1. This appeal has arisen out of an application for managership of the estate of lunatic Jnanchand Golecha. The estate was under the joint managership of Fateh Singh Nahar and Raja Bijay Singh Dudhuria of Azimganj by an order of the District Judge of Murshidabad under Act 35 of 1858. Raja Bijay Singh, having died on 18th May 1933, it is claimed that by his death the managership of Fateh Singh Nahar was terminated and the petitioner Nabakumar Singh Dudhuria applied to be appointed sole manager. The learned District Judge found that the original managership of Fateh Singh was not terminated by the death of Rajah Bijay Singh and that consequently there was no vacancy in the managership and, therefore, dismissed the petition of Nabakumar Singh. The question, therefore, to be decided in this appeal is whether the management of Fateh Singh terminated on the death of Raja Bijay Singh.

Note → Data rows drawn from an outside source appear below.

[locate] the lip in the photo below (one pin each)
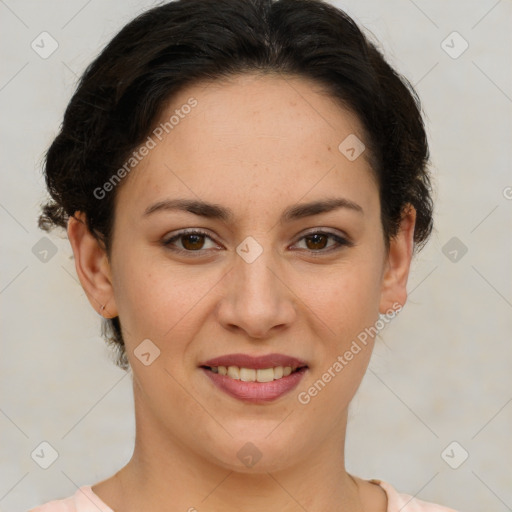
(256, 362)
(255, 392)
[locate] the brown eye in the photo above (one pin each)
(191, 241)
(318, 242)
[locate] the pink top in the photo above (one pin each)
(84, 500)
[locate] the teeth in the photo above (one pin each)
(253, 375)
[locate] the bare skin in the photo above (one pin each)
(256, 145)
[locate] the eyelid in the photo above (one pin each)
(341, 240)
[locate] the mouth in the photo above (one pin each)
(254, 374)
(252, 379)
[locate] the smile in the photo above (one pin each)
(253, 374)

2. There is no provision in the Lunacy (District Courts) Act,(35 of 1858) nor in the present Act on this point and it has been laid down in a number of cases that the principles of equity, as applied to the practice of the Courts of England, should be observed in the Courts of this country in cases, in which there is no law extant which lays down a different procedure: Pransukhram Dinanath v. Bai Fulkor (1899) 23 Bom 653. The cases of Waghela Rajsanji v. Masuldin (1887) 11 Bom 551 (P C) and Muhammad Raza v. Abbas Bandi Bibi 1932 PC 158 may also be referred to. We have been referred to three English cases, Ex parte Lyne (1735) Cast Talb 142, where a husband and wife had joint custody of a lunatic's estate, the Lord Chancellor laid down that, on the death of the wife, the husband's right to the custody of the estate was terminated, it being a joint grant and a mere authority without any interest. The learned District Judge distinguishes this case on the ground that it was the wife who was related to the lunatic; however, the principle on which the decision was based was that the original grant was joint and a mere authority without interest and not because the remaining manager was not related to the lunatic. The same rule was laid down by Lord Chancellor Eldon in the case of Ex parte Clarke (1882) Jacob 589. The Master of the Rolls, Lord Gifford, in the case of Bradshaw v. Bradshaw (1826) 1 Russ 528, held that, where joint guardians of a minor were appointed, the office did not, upon the death of one of them, survive to the others. It was probably owing to this rule that in the Guardians and Wards Act, Section 38, was enacted, laying down that the principle of survivorship applied in the case of death of one of the joint guardians until another was appointed by the Court. The cases of joint executors or joint trustees are distinguishable, because in these cases there is a vesting of property in the surviving executor or trustee: vide Section 312, Succession Act and Section 76, Trusts Act. According to Pope (Law and Practice of Lunacy, p. 102):
Previous to the Lunacy Regulation Act of 1853, in cases where two or more persons were appointed committees, and one of them died, the grant being joint, and a mere authority without any interest, the right to the custody of the lunatic absolutely determined and it became necessary to obtain an appointment of new committees. The only reported exception to this rule was a case where the property was very small: In re Noble (1852) 2 De G Me G 280.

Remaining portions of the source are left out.